Anche nel 2020 comunque Weinstein era stato assolto dalle accuse più gravi contro di lui: aggressione sessuale predatoria e stupro di primo grado. Tre testimonianze poi che erano rimaste anonime l’avevano accusato di altre molestie, ma adesso con questa sentenza si stabilisce che non erano ammissibili. La notizia di ieri è il secondo maggiore colpo inferto al #MeToo in poco più di due anni, dopo che la Corte suprema della Pennsylvania aveva ribaltato nel ’21 una condanna a Bill Cosby, il famoso attore nero e gran molestatore, che è stato così (lui sì) scarcerato. Gridano vittoria i negazionisti del movimento che era nato nel ’17 in California e che sembrava destinato a cambiare per sempre il mondo del cinema. Si scoprirono un sacco di sporcaccioni, arrivarono gli “intimacy coordinator”, guardie della virtù a impedire che gli attori si prendessero troppa confidenza con le attrici (o anche con altri attori, come nel caso di Kevin Spacey). In Italia questo fenomeno non ha mai molto preso piede. Ogni tanto qualche sparuta denuncia, come quella a Fausto Brizzi, subito archiviata e con tante scuse (al presunto colpevole), unico caso in cui in Italia la giustizia è veloce e garantista.
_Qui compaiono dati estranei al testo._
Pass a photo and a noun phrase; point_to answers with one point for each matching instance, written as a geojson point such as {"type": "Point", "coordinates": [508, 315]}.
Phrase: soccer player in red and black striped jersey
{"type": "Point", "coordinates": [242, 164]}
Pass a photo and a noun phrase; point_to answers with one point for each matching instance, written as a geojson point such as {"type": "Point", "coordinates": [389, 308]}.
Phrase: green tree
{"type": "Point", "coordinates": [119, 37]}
Anche il regista canadese Paul Haggis (quello di “Crash”) era stato accusato di stupro, addirittura dalla procura di Brindisi, ma poi è stato prontamente scagionato. Roman Polanski, bandito dal consesso globale per uno stupro ormai antico, ha girato il suo ultimo film in Svizzera grazie a una cordata di dame milanesi-napoletane. E lo stesso Spacey è protagonista di un film prodotto dalla ex pornostar Eva Henger e dal marito, tale Massimiliano Caroletti, in una pellicola dal titolo “The Contract”, girata a Roma. “L’ho contattato ad aprile quando ancora stava risolvendo i problemi legali noti a tutti. Gli abbiamo inviato la sceneggiatura. E’ stato molto riconoscente perché è tornato a fare il protagonista dopo tutto quello che era successo”, ha detto Caroletti.
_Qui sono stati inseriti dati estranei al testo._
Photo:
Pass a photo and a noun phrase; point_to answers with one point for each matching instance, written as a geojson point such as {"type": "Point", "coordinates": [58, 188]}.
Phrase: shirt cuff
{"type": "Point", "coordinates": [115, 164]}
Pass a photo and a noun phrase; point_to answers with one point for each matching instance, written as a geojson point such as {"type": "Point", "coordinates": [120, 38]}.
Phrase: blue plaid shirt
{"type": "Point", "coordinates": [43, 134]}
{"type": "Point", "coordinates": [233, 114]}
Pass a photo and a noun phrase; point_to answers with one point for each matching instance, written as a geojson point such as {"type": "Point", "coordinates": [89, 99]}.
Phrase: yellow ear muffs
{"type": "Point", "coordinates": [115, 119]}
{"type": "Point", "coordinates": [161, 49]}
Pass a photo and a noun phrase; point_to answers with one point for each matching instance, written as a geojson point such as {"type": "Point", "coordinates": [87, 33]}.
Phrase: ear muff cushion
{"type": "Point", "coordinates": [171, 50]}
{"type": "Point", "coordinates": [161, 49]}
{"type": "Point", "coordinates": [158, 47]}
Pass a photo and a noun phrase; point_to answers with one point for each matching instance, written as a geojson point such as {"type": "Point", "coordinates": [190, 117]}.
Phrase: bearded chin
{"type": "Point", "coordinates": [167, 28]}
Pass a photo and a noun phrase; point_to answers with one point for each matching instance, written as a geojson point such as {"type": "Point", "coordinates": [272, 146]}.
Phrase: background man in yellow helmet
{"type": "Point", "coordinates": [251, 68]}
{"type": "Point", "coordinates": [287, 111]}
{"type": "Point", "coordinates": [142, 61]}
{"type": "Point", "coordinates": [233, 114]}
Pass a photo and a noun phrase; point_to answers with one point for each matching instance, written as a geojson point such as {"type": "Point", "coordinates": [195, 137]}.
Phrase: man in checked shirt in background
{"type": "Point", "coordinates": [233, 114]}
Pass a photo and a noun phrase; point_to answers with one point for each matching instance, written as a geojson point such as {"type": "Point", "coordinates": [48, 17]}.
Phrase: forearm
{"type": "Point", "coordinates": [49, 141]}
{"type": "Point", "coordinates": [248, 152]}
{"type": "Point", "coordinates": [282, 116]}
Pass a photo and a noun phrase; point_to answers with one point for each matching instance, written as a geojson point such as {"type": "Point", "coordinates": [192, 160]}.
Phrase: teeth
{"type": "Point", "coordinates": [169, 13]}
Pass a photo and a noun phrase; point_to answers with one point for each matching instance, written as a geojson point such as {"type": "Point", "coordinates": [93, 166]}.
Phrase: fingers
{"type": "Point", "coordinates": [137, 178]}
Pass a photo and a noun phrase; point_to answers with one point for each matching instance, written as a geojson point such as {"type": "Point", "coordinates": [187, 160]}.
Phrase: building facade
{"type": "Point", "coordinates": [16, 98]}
Insomma il #MeToo globale potrebbe favorire il cinema nostrano orfano dei tagli ai finanziamenti pubblici, rendendoci un paradiso garantista per reati di letto (contrariamente ad altri filoni in cui tempi e modi della giustizia italiana sono un forte deterrente per gli stranieri). Cinecittà potrebbe tornare a essere un po’ Hollywood sul Tevere (e un po’ Porto delle nebbie, vabbè).